We learned about this song because it, incredibly, plays over the end credits of Nirvanna The Band The Show The Movie, which ends on an insanely whimsical, depressing, and sensitive note for which the song provides an incredible pairing. It feels like both a perfect fit and an outrageous kind of whiplash.

The original, Águas de Março, is in Portuguese and also of course just insanely good. The duet above is nuts. A solo cover by Art Garfunkel popularized it in English, using the original English lyrics written by the song's composer, Antônio Carlos Jobim, who handled his own translation. I think the McCorkle version, which contains very significant rewrites, is sometimes much more poetically phrased than the original English.

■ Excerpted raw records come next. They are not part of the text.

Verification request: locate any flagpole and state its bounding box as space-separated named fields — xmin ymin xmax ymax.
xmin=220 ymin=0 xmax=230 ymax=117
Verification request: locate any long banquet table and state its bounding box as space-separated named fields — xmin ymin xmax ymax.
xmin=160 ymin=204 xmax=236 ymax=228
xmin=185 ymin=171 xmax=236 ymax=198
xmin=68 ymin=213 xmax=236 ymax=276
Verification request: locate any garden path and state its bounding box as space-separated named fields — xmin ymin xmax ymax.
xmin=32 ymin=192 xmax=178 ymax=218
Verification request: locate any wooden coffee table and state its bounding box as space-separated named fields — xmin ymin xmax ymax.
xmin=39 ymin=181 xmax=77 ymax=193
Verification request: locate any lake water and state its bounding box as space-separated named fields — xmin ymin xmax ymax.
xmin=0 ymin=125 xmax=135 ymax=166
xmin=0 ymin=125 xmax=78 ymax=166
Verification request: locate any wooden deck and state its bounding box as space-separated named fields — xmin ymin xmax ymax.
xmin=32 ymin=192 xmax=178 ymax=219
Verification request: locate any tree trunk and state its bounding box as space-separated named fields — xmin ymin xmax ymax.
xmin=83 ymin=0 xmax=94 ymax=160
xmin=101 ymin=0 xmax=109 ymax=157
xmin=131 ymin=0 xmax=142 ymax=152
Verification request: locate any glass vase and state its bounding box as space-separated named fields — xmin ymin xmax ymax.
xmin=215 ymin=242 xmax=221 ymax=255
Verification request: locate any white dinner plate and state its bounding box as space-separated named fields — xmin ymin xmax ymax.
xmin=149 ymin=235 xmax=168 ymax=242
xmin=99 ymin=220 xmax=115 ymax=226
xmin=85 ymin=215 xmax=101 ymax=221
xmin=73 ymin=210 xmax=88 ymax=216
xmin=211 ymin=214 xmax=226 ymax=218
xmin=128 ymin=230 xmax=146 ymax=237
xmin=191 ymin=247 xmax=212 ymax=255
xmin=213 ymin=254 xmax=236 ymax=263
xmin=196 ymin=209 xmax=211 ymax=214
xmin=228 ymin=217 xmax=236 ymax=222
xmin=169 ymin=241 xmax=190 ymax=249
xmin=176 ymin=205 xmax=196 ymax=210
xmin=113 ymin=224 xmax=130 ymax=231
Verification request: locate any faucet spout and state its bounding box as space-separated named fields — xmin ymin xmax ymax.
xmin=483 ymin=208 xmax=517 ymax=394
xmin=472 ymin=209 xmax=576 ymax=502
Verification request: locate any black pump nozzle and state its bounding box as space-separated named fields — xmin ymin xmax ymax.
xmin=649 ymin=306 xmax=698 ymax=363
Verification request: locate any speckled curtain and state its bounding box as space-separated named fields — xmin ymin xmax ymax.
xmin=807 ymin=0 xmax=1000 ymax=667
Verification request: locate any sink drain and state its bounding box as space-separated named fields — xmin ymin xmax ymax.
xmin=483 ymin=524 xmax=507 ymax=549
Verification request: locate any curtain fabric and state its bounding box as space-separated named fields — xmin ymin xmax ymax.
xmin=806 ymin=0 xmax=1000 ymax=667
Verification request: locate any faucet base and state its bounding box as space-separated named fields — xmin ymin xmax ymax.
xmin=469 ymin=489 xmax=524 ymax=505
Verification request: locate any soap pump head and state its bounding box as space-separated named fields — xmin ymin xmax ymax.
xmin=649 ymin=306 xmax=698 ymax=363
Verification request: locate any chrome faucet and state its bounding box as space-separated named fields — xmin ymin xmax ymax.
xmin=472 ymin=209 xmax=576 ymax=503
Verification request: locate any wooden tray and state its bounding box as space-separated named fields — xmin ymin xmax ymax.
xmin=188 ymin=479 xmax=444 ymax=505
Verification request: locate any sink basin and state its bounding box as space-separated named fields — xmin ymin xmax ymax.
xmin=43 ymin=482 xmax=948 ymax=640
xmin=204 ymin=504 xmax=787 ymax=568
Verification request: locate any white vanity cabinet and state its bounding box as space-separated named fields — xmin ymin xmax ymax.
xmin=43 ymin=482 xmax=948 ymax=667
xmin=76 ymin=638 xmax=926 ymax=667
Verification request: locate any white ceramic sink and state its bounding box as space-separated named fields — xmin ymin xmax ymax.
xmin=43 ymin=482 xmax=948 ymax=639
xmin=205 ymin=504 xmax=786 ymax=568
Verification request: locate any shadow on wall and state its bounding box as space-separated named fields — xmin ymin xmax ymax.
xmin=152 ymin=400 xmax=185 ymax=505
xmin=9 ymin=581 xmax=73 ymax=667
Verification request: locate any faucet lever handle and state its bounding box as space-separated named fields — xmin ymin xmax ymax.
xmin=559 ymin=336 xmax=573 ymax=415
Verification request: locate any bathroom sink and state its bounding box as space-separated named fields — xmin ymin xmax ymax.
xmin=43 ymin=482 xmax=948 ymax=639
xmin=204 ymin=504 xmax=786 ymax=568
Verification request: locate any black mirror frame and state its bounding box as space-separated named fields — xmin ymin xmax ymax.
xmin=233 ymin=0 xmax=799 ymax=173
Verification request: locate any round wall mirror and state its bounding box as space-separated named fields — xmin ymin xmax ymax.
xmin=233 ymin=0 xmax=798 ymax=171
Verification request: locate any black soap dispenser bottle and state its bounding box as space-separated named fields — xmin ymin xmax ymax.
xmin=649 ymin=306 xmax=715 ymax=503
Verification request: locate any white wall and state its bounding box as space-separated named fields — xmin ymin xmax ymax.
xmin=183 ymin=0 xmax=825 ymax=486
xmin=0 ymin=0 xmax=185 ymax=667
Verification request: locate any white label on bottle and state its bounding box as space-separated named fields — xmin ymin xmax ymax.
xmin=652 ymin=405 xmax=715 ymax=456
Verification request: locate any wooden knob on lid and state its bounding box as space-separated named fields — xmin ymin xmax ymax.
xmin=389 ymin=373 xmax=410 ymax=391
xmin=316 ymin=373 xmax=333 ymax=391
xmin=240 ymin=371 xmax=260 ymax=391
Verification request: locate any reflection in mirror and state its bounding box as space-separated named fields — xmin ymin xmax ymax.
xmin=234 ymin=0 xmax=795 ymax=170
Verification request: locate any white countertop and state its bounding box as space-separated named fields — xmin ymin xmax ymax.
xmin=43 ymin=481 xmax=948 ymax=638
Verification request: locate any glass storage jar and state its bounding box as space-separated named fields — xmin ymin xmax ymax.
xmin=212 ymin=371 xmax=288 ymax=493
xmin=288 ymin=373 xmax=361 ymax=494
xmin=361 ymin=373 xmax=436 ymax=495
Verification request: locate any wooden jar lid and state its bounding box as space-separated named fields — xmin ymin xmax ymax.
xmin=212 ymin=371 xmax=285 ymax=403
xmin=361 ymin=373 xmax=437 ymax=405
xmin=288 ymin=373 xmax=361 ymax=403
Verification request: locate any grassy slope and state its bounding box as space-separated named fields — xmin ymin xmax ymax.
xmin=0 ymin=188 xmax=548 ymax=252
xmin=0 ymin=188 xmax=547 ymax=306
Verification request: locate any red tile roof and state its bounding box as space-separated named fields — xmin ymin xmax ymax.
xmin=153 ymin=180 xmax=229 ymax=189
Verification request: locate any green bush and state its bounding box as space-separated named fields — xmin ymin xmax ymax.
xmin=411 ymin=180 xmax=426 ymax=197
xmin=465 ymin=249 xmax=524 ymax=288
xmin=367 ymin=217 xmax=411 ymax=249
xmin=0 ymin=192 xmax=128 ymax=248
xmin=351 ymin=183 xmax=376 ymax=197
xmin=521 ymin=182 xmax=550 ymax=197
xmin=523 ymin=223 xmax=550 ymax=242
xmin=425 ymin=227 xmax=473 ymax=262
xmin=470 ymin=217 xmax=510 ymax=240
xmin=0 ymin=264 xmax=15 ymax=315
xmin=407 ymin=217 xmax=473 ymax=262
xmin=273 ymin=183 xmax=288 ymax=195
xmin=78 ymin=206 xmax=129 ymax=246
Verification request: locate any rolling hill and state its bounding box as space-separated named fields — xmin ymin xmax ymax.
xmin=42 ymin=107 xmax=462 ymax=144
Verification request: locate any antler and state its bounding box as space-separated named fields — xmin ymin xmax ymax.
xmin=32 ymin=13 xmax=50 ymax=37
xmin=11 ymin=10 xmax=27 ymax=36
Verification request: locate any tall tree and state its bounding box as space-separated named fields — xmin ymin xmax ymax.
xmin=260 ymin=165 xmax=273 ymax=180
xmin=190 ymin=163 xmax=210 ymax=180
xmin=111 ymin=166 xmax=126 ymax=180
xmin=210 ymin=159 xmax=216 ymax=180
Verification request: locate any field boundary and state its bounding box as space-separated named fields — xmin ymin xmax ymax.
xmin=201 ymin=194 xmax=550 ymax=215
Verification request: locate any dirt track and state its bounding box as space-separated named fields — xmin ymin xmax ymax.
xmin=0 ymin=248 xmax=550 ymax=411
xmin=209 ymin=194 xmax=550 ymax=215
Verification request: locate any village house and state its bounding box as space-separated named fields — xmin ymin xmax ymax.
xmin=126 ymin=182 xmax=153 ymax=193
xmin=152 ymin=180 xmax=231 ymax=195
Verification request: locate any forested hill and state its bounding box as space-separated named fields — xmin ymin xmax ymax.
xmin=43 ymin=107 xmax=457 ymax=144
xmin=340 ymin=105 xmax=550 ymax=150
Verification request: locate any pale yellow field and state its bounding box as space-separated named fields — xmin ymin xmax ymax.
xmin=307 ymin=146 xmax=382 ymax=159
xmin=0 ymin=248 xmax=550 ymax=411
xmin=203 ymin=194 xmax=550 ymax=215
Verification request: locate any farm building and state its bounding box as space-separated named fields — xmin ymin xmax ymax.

It retains most (but definitely, definitely not all) of its sense. In turn, the original English contains some but definitely not all the Brazilian references in the original Portuguese. It was a lot of fun to sit down with Youtube and follow the maze of all these different versions back through history.

The Garfunkel version was used well, apparently, in the 2021 movie The Worst Person in the World, which I haven't yet seen! But this interview on NPR reveals that Johnson and McCarrol actually chose the McCorkle version for a deeper cut - it was used in the 2002 documentary Comedian. The stuff they have to say about the song and that documentary in that interview is great. I recommend listening!